11 副会長をやって分かった二弁の良いところ

【編集部】副会長をやって分かった二弁の良いところって何ですか。

【中村】自由闊達で、若い人が元気なところです。副会長になって会務を改めて見ると、若手フォーラム、法教育、修習委員会等に若い先生が来ていて、若手が頑張っている部分をすごく感じました。

【藤井】やっぱり誰の声も聞いてくれて、年次などにとらわれないで自由に発言ができるし、それこそ私も期も若いし会務経験もないけど、皆さんお互いを尊重して話をしてくれ、受け入れてくれて、すごく懐が深いなと思います。また、二弁では比較的、会長、副会長が若いですよね。先輩方も助けてくださるので、そういったバランスの良さがあると思います。
また、他会のことはよく分かりませんが、二弁は、新しいものを提案したときにちゃんと話を聞いて受け入れてくれるというのが、私はとてもやりやすいし、若い方にとっても参加しやすいところかなと思っています。

【佐藤】私は、互助会を担当していて、楽寿会という70歳以上の先生方の会で、一緒に観劇して懇親会をやるという企画に参加したのですが、皆さんすごく二弁ラブなんです。皆さん二弁が本当に大好きだと言っているのを聞いて、やっぱり二弁はいい会なんだなというのを実感できました。その中の一員でいられて、みんなでこれから二弁を作っていこうという中にいられるのは有り難いことだなと思います。
また、藤井先生も言われたように、二弁は若い先生が発言しやすいところがあると思います。発言したことに対して、「いや、そんなことを言っても。」と否定するのではなくて、「じゃあ、やってみてごらん。」と言ってくれる。そこがすごく二弁ならではの良いところではないかと思います。

12 これから副会長になろうという人への提言

【編集部】これから副会長になろうという人のために、副会長の仕事をもう少しこういうふうに改善したほうがいいと思うところはありますか。

【中村】1年やって思ったのは決裁書類の多さです。私のときにも改革して、減らすように検討はしていましたけど、もっとIT化できればだいぶ違うと思います。

【藤井】やっぱり書面決裁や電話、メールなど、役員室に行かなきゃいけない仕事はもう少し減らすべきです。
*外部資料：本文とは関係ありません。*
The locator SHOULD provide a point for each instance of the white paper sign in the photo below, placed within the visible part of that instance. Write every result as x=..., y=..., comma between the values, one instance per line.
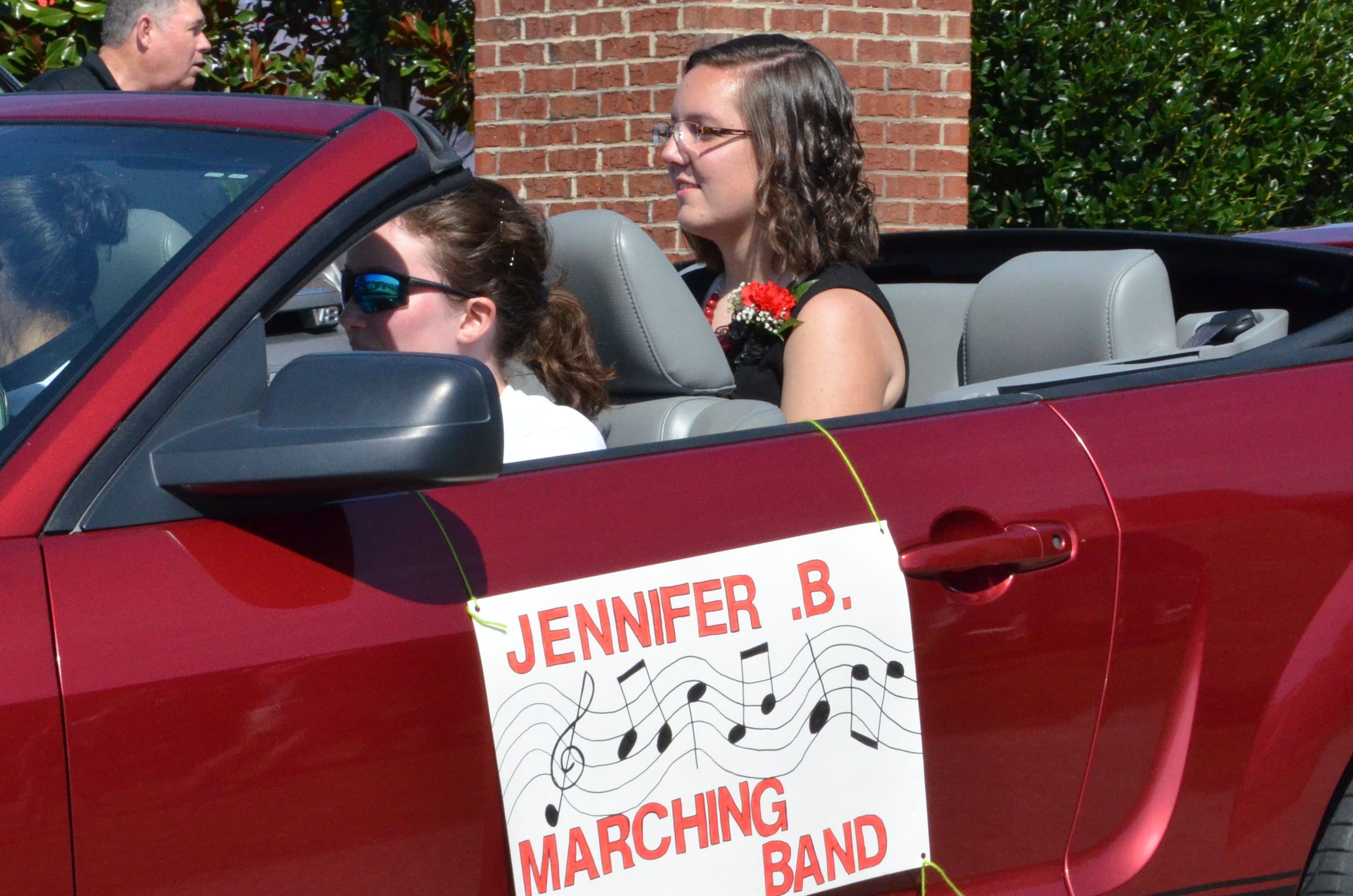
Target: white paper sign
x=743, y=722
書面決裁の電子化をしてくれると場所にとらわれずに働けますね。是非進めてほしいです。
また、副会長業務を役員室外でやろうとすると、自分の個人アドレスや個人の携帯電話番号が表示されてしまうことも改善が必要ですね。
私は、時間が限られている中で、全ての委員会に出席することは無理だったので、委員長と、最初の何分だけ出るなど調整をするように工夫をしていました。それで特に不満はありませんでしたので、そういったやり方が浸透していけばよいなと思います。

【編集部】そうですね。いつまでも古いやり方は改めていくべきです。

【佐藤】副会長職を皆さんにやっていただくためには、自分の業務との両立ができる状態にしてあげないと厳しくなると思います。事務所にいながらも会務の仕事ができる、事務所にいながらも委員会に顔を出せるというシステムができると、もっとやってもいいと思ってもらえるようになると思います。 また、若い先生方は、家庭と仕事と会務と3 つになってきてしまうので、これをうまくバランスよくできるようにするためにどうしたらいいのか、これから男女共同参画でも考えていきたいと思います。
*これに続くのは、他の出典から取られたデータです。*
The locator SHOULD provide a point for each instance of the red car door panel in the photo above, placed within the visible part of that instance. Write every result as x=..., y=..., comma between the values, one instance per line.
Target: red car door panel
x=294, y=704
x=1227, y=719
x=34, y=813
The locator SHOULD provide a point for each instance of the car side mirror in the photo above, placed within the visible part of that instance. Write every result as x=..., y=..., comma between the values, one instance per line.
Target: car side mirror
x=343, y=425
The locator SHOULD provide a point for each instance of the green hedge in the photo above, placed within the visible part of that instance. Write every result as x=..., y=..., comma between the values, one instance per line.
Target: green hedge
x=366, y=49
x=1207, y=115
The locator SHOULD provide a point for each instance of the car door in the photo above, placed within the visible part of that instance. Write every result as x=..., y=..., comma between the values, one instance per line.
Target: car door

【編集部】是非お願いします。業務の効率化、委員会への出席などの見直しができれば、今より拘束時間がだいぶ減るのではないかと思います。

13 これから副会長になる皆さんに向けて

【編集部】まだ期が若いからとか、女性だからといって、副会長就任をしり込みする人もいます。こういう人が副会長になるメリットはありますか。
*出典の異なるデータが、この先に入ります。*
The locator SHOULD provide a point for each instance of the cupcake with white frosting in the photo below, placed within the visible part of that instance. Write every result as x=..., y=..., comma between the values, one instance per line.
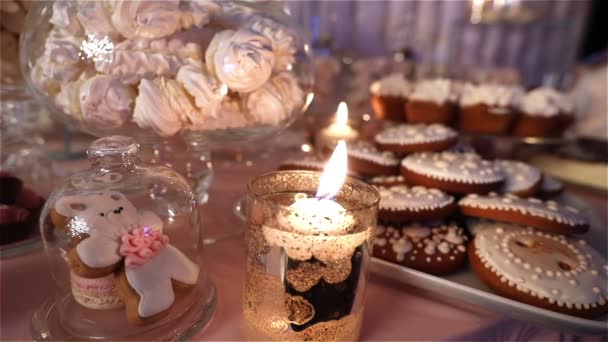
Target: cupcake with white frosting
x=488, y=108
x=389, y=96
x=433, y=101
x=545, y=112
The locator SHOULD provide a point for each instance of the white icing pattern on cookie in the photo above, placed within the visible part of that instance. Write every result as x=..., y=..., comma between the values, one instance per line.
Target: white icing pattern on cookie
x=549, y=210
x=415, y=134
x=551, y=267
x=367, y=151
x=417, y=198
x=433, y=242
x=468, y=168
x=519, y=176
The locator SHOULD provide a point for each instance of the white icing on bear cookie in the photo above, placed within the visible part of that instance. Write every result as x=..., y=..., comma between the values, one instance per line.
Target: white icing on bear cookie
x=106, y=217
x=535, y=207
x=415, y=134
x=367, y=151
x=563, y=271
x=417, y=198
x=466, y=168
x=519, y=176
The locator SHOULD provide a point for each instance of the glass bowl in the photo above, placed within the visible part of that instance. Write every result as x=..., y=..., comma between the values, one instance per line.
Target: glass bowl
x=208, y=71
x=123, y=242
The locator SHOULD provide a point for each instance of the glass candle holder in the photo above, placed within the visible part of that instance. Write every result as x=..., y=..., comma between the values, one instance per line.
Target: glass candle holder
x=306, y=265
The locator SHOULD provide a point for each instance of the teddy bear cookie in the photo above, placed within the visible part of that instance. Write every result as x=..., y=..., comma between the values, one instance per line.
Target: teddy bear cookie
x=432, y=249
x=123, y=251
x=542, y=269
x=366, y=159
x=521, y=179
x=406, y=138
x=460, y=173
x=546, y=215
x=402, y=203
x=387, y=181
【中村】やはり若い人のほうが弁護士会の色々な部分が分かるようになる上人脈も広がるのでいいと思います。女性は男性と感性が違いますので、男性にとっても女性の考えを聞くことによって気付かされることも多いと思います。

【佐藤】必ずしも年代や男女が全てじゃないですよね。考え方は人それぞれですが、若い人や女性がいることで人それぞれであることが可視化されて、色々な意見を柔軟に受け止める雰囲気が作られやすいと思います。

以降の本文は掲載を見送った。